Esso Belgium, an affiliate of petrochemical giant ExxonMobil, has announced it will be converting higher sulphur residual oils into fuel for transport, including for commercial shipping, at its refinery in Antwerp. The move follows tests on a new ultra-low sulphur fuel in conjunction with logistics provider Wallenius Wilhelmsen Logistics (WWL) and comes ahead of next year’s regulation limiting sulphur content used by ships in waters around northern Europe to 0.5%.
“WWL has long experience working with low sulphur fuels, starting with our voluntary low sulphur fuels policy over a decade ago,” said a spokesperson for the company. “As part of our four-stream approach to compliance with new and coming sulphur regulations, WWL has been advocating the development of ultra-low sulphur fuel for the past few years.”
Along with bunker oil with a 0.5% sulphur content provided by the refineries, that four-stream approach includes alternative energy sources, such as liquefied natural gas (LNG), biodiesel and solar power, as well as the use of exhaust cleaning systems (scrubbers) and distillates such as marine gas oil.
“We were very happy to be able to support Exxon with the testing of their product,” continued the spokesperson. “The fuel was tested first in the auxiliary engines of our vessel, and when those tests were successful, in the main engines of the Tonseberg. Everything ran as intended there.”
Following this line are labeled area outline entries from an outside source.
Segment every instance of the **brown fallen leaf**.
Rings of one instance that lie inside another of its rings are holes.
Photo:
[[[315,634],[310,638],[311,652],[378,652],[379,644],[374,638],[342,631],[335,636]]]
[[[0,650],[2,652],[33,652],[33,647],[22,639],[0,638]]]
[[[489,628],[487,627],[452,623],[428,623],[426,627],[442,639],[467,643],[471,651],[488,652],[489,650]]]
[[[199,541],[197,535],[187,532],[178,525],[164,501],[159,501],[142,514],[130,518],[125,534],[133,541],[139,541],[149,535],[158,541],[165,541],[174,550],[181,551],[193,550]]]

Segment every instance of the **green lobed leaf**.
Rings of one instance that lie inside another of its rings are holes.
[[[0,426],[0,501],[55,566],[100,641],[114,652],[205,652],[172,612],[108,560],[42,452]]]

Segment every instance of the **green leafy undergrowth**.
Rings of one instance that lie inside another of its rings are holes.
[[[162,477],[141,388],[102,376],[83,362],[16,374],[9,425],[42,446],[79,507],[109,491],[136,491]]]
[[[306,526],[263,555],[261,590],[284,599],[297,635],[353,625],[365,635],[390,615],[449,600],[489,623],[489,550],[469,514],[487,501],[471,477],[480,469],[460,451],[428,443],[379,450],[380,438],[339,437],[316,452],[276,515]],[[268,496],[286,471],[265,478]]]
According to ExxonMobil, it is investing more than $1 billion to install a delayed coker unit at the Antwerp refinery to meet energy needs throughout northwest Europe. It brings investment in the refinery to $2 billion in less than a decade.
Delivering cleaner fuels
Though not specified by ExxonMobil, northwest Europe is the region affected by new sulphur emissions regulations that are being enforced from January next year (AL passim). Sulphur emissions will be limited by EU regulation to 0.1% in the Baltic Sea, North Sea and English Channel from beginning of 2015.
“In addition to enhancing ExxonMobil’s strongly performing Antwerp facility, the new delayed coker unit will further strengthen ExxonMobil’s integrated downstream and chemical portfolio in northwest Europe to better compete in the challenging global industry environment,” said Stephen Hart, regional director of ExxonMobil Refining & Supply Company. “This investment will add to our product slate at the Antwerp refinery and deliver much needed cleaner diesel to our European customers.”
A report in maritime news source gCaptain states that the Antwerp refinery will be making an ultra-low sulphur HDME 50 marine bunker fuel. The fuel shares some of the best properties of both distillate fuel and heavy fuel oil according to the source.
WWL has previously indicated the need for refineries to get involved with finding solutions to the demand for reduced sulphur emissions in ocean transport. At the Automotive Logistics Russia conference held in Moscow in June this year Erik Noeklebye, recently appointed head of Commercial for the company’s Atlantic East business region, said that the company was pursuing global discussions with politicians designed to get ‘upstream’ solutions, including those that involved the refineries.
Those points echoed similar ones made two years ago by WWL’s previous CEO, Arild Iversen, who said the best solution to the forthcoming sulphur emission control areas (SECAs) would be desulphurised heavy fuel oil. After company research, Iversen said the best route would be to remove the problem at its source, at the refineries producing the fuel.